P.D.P. : Quel auteur rêvez-vous d’éditer ?
M.J. : Je l’ai dit : Freud. Et mon auteur préféré, Spinoza, dont j’aimerais éditer en un seul volume les œuvres complètes (celles de Gallimard et de Robert Laffont sont incomplètes, malgré leur titre), dans une traduction de qualité, avec un commentaire d’ensemble. J’ai en tête Cosmos d’Alexander von Humboldt, un immense livre dont on pourrait tirer des centaines de pages d’extraits. Et The Exodus de Richard Friedman, un très grand bibliste. Je pense aussi à Karl Kraus, encore peu connu en France.
P.D.P. : Pourquoi avoir donné ce nom à votre maison d’édition ?
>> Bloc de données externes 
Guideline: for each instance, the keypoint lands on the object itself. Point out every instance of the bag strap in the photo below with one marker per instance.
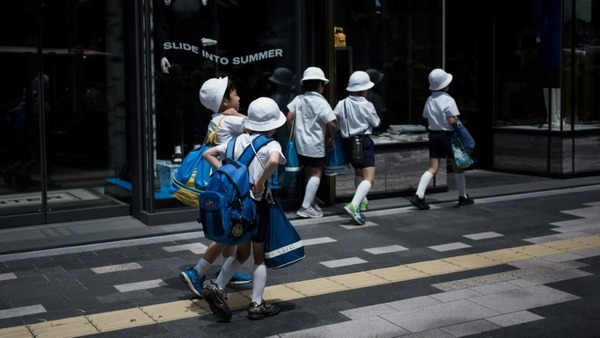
(248, 154)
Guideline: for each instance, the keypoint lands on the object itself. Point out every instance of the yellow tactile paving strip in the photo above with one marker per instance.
(87, 324)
M.J. : J’ai trouvé des centaines de noms de plantes et d’animaux (je ne voulais pas de nom propre) : tous étaient déjà pris par des éditeurs. Quand j’ai trouvé « élan », j’étais très content, à cause de la double signification : prendre son élan ; l’élan, un très bel animal. Puis j’ai reçu un courriel d’un éditeur belge qui m’a prié de modifier ce nom, car il dirige les Éditions de l’Élan, spécialisées dans les œuvres de Maurice Tillieux, auteur de BD bien connues des lecteurs du journal Spirou. Comme les livres sont faits de mots, j’ai retenu « L’Élan des mots ».